Assuming ppp0 is the internet connection that is a monitored interface and everything else is okay. On an empty/firewall;

$ iptables -A -i ppp0 -j DROP $ iptables -P INPUT DROP

Troubleshooting

To trouble shoot device pass through, networking, or other permission related ales, it is possible to start the container in privileged mode, connect directly to the host network and run TVHeadend as root.

All are NOT recommended for normal use, but can help isolate issues.

$ docker container run --privileged --user 'root:root' --network 'host' ...

Tip: After running the container as root, make sure to change all ownership back to tvheadend:tvheadend, most likely the configuration files. This is best done from within the container using

$ chmod -R 'tvheadend:tvheadend' '/home/tvheadend'

Compose

Docker compose can be used to define whole cluster of services. While this entry will not be an expert piece on how to properly define compose services and setup whole service clusters, here is an example that puts all of the above in a single file. It is here for reference only and users are expected to know what they are doing when using this.

networks:
  tvheadend: {}
  oscam: {}

volumes:
  tvheadend:
  oscam:

services:
  oscam:
    image: docker.io/olliver/oscam:latest # TODO
    cap_drop:
      - all
    ulimits:
      nproc: 64
      nofile:
        soft: 1024
        hard: 65535
    devices:
      - /dev/cardreader
    env_file:
      - common.env
    volumes:
      - oscam:/etc/oscam:rw
    networks:
      - oscam
    expose:
      - "1988/udp"
      - "15000/tcp"
    ports:
      - "8888:8888/tcp"
    command: -d 64
    restart: unless-stopped
    healthcheck:
      test: wget localhost:8888 2>&1 | grep -q 'connected'


services:
  tvheadend:
    image: ghcr.io/tvheadend/tvheadend:latest
    cap_drop:
      - all
    ulimits:
      nproc: 256
      nofile:
        soft: 8192
        hard: 65535
    devices:
      - /dev/dvb/
    environment:
      - TZ: 'Europe/Amsterdam'
    volumes:
      - tvheadend:/var/lib/tvheadend:rw
      - /export/recordings:/var/lib/tvheadend/recordings:rw
    networks:
      - tvheadend
      - oscam
    ports:
      - "9981-9982:9981-9982/tcp"
    command: --config '/var/lib/tvheadend' --nosatip
    restart: unless-stopped
    healthcheck:
      test: wget -O - -q 'http://localhost:9981/ping' | grep -q 'PONG'

Tip: The ulimits are optional but recommended. Oscam uses a common.env file holding the Timezone, TVHeadend uses a variable, both achieve the same.

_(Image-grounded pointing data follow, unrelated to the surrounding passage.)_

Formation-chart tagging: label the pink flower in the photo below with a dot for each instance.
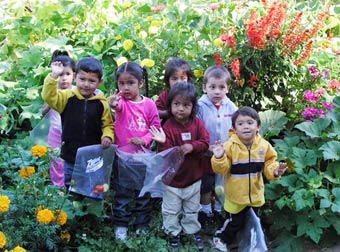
(214, 6)
(334, 85)
(327, 105)
(310, 96)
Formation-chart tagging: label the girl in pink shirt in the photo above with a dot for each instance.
(134, 115)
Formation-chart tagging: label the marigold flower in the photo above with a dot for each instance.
(157, 8)
(121, 61)
(142, 34)
(61, 217)
(218, 42)
(2, 240)
(38, 150)
(4, 203)
(198, 73)
(147, 63)
(26, 172)
(45, 216)
(153, 29)
(155, 23)
(64, 235)
(127, 44)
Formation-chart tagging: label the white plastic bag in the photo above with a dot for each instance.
(92, 170)
(251, 237)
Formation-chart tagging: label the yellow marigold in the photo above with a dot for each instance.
(127, 5)
(218, 42)
(45, 216)
(127, 44)
(147, 62)
(121, 61)
(2, 240)
(198, 73)
(61, 217)
(26, 172)
(64, 235)
(39, 150)
(142, 34)
(155, 23)
(153, 29)
(4, 203)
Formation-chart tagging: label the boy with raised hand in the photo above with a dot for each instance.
(84, 110)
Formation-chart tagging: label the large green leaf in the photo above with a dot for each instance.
(315, 128)
(331, 150)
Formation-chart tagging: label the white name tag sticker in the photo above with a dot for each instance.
(186, 136)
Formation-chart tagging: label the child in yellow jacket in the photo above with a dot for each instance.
(242, 159)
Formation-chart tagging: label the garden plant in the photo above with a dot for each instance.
(284, 60)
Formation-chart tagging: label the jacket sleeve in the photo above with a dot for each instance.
(223, 164)
(270, 163)
(56, 99)
(107, 122)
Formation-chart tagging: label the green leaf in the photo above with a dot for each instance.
(331, 150)
(314, 129)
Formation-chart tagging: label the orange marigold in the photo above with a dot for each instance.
(61, 217)
(26, 172)
(4, 203)
(39, 150)
(45, 216)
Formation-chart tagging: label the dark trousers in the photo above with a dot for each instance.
(233, 224)
(126, 203)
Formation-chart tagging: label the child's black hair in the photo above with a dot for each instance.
(174, 65)
(246, 111)
(64, 58)
(218, 72)
(90, 65)
(185, 89)
(139, 72)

Note: TVHeadend automatically detects the location for storage, the above is just an example, if the location is changed here however, make sure to update the configuration in the UI to match.

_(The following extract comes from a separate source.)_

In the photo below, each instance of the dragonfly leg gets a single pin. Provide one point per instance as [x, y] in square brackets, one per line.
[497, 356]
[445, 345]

Developing using a container

While it is certainly easy and possible to develop using docker image build, it is quite slow, as some setup and teardown work needs to be done before compilation can be done, also already compiled objects get discarded.

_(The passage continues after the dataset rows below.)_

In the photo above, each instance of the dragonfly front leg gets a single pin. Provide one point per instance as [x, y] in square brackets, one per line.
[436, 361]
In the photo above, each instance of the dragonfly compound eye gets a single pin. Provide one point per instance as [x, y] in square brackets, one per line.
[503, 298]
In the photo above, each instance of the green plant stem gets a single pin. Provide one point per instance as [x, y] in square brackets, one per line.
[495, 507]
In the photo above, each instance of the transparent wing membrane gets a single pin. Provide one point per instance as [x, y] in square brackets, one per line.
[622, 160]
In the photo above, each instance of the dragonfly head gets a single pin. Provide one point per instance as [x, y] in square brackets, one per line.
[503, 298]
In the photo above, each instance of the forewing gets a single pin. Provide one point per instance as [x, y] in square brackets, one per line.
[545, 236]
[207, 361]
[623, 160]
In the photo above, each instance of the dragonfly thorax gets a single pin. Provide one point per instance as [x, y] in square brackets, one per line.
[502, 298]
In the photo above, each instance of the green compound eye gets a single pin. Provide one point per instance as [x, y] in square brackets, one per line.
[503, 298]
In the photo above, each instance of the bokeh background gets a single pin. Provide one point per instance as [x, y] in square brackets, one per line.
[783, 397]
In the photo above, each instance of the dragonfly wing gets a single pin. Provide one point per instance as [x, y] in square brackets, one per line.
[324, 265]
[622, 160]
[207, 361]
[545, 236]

Instead, the builder container, an intermediate step, can be used instead and the source directory volume mounted herein.

docker image build
    --rm \
    --tag 'tvheadend:builder' \
    --target 'builder' \
    './'

Note: Because the way the builder is set up, it will build everything once regardless. This is to keep the current Containerfile simple. Other then the cost of some time, it is harmless.

With the built builder image, the container can be entered, and make can be issued as normal.

docker container run \
    --interactive \
    --rm \
    --tty \
    --user "$(id -u):$(id -g)" \
    --volume "$(pwd):/workdir" \
    --workdir '/workdir' \
    'tvheadend:builder' '/bin/sh'
./configure
make

Tip: It might be tempting to short-circuit the command /bin/sh by replacing it with make. However it will still be slower due to the container creation/teardown, but otherwise functionally identical.

Note: As the current working dir is volume mounted into the container, all changes done by the container will be made on the regular source code directory. As such, exiting and re-starting the container won't remove any intermediate object files etc. As the build-container runs normally runs as root, the --user flag has to be set as otherwise files created will be owned by root when exiting the container.